Nach dem Urteil „Nova Iberomoldes“ dürfte diese Auffassung überholt sein. Der EuGH nimmt einerseits eine weite Auslegung des Anwendungsbereichs der Richtlinie vor, indem er eine Holdinggründung mit Einlage von Anteilen an Immobiliengesellschaften als Umstrukturierung im Sinne von Art. 4 Abs. 1 Buchst. b einstuft und dem umfassenden Erhebungsverbot des Art. 5 Abs. 1 Buchst. e unterstellt. Gleichzeitig engt er die Reichweite der Ausnahmen von den Erhebungsverboten in Art. 6 Abs. 1 Buchst. b ein, indem er betont, dass eine Besitzwechselsteuer einen tatsächlichen Eigentumswechsel an Grundstücken voraussetzt und nicht über Fiktionen oder wirtschaftliche Betrachtungen auf reine Anteilsübertragungen ausgeweitet werden kann. Diese Grundsätze sollten auch auf Umstrukturierungsvorgänge anwendbar sein, die eine Besteuerung nach § 1 Abs. 2a, 2b, 3 und 3a GrEStG auslösen.

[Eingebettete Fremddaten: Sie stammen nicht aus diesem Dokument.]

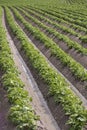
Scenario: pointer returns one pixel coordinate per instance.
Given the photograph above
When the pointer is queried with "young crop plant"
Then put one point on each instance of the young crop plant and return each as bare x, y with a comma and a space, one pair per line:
58, 87
77, 69
21, 112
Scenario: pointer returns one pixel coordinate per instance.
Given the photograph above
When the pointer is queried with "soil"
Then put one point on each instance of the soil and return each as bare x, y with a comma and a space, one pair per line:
46, 122
64, 24
82, 59
56, 109
5, 124
81, 86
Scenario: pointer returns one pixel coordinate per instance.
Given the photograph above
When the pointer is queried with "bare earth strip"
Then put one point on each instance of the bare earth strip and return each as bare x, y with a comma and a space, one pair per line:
47, 121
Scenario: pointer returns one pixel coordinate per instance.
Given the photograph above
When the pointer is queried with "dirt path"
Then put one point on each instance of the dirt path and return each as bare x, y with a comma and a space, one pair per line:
54, 64
47, 121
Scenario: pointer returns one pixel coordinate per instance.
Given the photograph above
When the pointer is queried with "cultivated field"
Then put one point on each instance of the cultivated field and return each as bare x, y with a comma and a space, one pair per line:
43, 65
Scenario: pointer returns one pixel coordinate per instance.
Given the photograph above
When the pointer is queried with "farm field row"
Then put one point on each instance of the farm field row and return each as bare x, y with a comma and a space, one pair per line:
58, 86
52, 43
21, 112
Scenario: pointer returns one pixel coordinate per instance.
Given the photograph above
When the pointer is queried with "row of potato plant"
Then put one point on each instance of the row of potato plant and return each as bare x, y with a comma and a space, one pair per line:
21, 113
57, 84
77, 19
83, 38
58, 25
59, 36
66, 18
71, 15
77, 69
52, 16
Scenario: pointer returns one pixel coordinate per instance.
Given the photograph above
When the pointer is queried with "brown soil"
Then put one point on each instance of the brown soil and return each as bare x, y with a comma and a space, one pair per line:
64, 24
82, 59
56, 109
81, 86
5, 124
46, 122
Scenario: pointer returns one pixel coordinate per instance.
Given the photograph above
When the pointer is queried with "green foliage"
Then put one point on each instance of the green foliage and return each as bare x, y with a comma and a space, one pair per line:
21, 112
58, 87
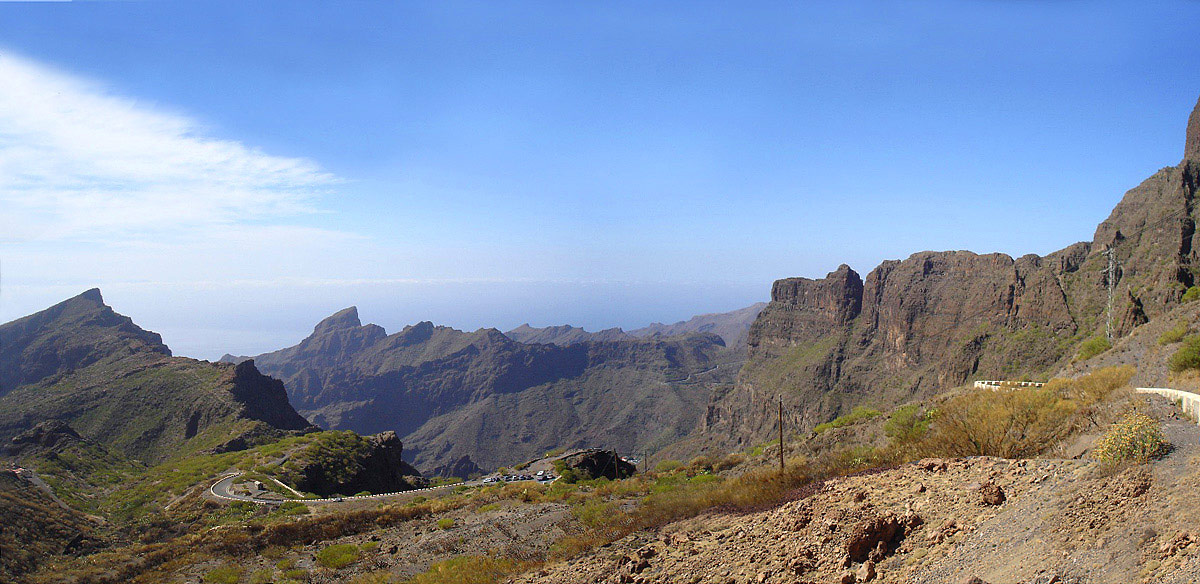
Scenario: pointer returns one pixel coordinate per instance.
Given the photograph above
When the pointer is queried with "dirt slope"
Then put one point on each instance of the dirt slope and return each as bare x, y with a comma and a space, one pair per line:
941, 522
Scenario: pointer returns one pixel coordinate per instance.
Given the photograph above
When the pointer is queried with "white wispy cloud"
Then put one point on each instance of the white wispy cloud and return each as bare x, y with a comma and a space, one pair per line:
78, 162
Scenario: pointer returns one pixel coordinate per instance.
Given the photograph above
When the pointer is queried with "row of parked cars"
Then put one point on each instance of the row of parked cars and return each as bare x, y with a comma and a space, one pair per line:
541, 475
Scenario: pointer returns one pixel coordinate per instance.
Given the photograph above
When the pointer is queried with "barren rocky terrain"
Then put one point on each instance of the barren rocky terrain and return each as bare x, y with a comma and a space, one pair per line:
941, 521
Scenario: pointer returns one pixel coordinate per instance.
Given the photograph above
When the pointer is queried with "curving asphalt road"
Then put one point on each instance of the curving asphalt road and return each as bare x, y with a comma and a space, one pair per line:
221, 489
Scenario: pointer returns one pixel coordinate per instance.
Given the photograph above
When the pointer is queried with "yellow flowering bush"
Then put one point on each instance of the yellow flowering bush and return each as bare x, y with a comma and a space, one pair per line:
1137, 437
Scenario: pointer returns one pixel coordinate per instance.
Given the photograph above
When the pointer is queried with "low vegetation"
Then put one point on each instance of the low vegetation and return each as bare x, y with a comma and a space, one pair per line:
339, 557
856, 415
1137, 438
1092, 348
1020, 422
1174, 335
1187, 356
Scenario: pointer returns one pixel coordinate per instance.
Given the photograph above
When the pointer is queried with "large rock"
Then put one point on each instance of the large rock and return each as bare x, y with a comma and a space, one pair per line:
1192, 144
346, 463
461, 468
597, 463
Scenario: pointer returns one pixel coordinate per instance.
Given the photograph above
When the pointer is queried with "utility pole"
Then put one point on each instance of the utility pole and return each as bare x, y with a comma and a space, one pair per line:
780, 434
1110, 276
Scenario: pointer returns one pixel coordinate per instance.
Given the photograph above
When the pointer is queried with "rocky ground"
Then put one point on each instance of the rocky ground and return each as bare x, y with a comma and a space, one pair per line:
941, 521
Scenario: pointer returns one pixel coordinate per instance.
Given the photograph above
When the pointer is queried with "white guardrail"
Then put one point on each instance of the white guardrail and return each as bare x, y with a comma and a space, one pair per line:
1188, 402
989, 384
330, 499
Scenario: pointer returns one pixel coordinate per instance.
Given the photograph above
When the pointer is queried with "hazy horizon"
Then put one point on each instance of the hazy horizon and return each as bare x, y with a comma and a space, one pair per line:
228, 175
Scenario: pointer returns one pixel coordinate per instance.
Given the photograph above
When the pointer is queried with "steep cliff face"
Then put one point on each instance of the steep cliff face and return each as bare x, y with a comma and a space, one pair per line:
481, 395
346, 463
69, 336
937, 319
81, 362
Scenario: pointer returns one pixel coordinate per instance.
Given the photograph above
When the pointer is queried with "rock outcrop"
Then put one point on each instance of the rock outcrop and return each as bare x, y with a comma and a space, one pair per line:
934, 320
451, 393
597, 463
462, 468
347, 464
563, 335
66, 337
84, 365
1192, 143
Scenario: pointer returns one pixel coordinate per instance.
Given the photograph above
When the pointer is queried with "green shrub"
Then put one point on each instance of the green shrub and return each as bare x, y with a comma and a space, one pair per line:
1092, 348
225, 575
337, 557
1003, 423
906, 425
856, 415
1137, 438
1187, 356
1174, 335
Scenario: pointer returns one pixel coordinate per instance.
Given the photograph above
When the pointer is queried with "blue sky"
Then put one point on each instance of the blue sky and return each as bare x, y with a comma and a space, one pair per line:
229, 173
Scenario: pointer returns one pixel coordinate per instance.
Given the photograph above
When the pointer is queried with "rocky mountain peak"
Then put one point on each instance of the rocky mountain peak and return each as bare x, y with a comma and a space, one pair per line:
346, 318
95, 296
1192, 145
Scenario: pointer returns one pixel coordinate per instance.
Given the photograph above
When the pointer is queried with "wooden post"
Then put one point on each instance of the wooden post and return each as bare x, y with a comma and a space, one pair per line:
780, 434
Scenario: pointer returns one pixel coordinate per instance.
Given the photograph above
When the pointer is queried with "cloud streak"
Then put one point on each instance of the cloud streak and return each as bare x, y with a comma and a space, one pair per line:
78, 162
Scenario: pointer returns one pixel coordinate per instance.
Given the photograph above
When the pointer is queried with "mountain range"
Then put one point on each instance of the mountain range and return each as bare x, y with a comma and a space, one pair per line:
466, 401
117, 384
917, 326
733, 327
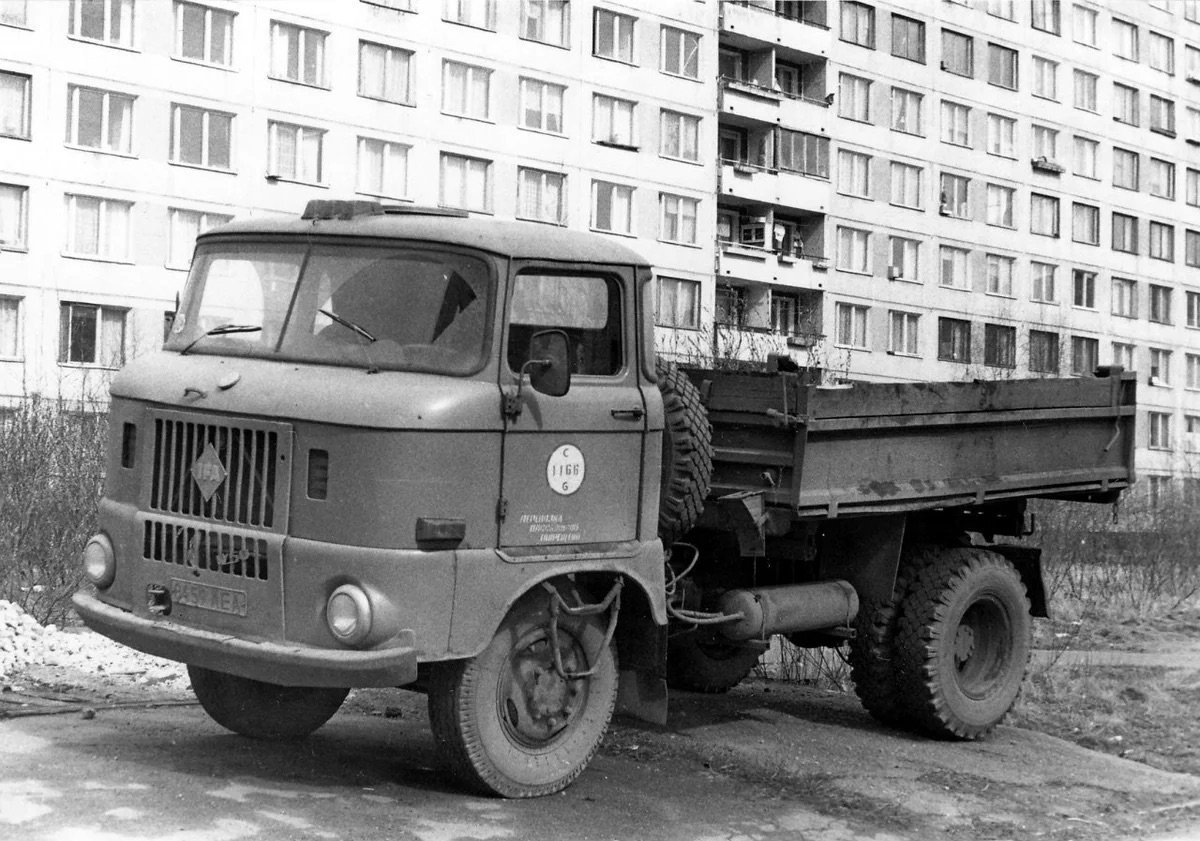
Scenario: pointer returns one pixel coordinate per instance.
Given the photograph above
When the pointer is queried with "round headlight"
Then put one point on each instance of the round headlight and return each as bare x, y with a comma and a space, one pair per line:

Gegenwärtig ist beim BFH unter dem Az. II R/23 ein weiteres Verfahren zur Vereinbarkeit der grunderwerbsteuerlichen Share‑Deal‑Tatbestände mit der Kapitalansammlungsrichtlinie anhängig. Es bleibt abzuwarten, ob der BFH seine bisherige Auffassung revidiert oder die Frage der Vereinbarkeit der deutschen grunderwerbsteuerlichen Regelungen mit der Kapitalansammlungsrichtlinie dem EuGH zur Vorabentscheidung vorlegt. Laufende Verfahren sollten mit Verweis auf das Urteil in der Rechtssache „Nova Iberomoldes“ sowie das anhängige BFH-Verfahren offengehalten werden. Für festgesetzte Grunderwerbsteuer sollte geprüft werden, ob ein Rechtsbehelf möglich ist.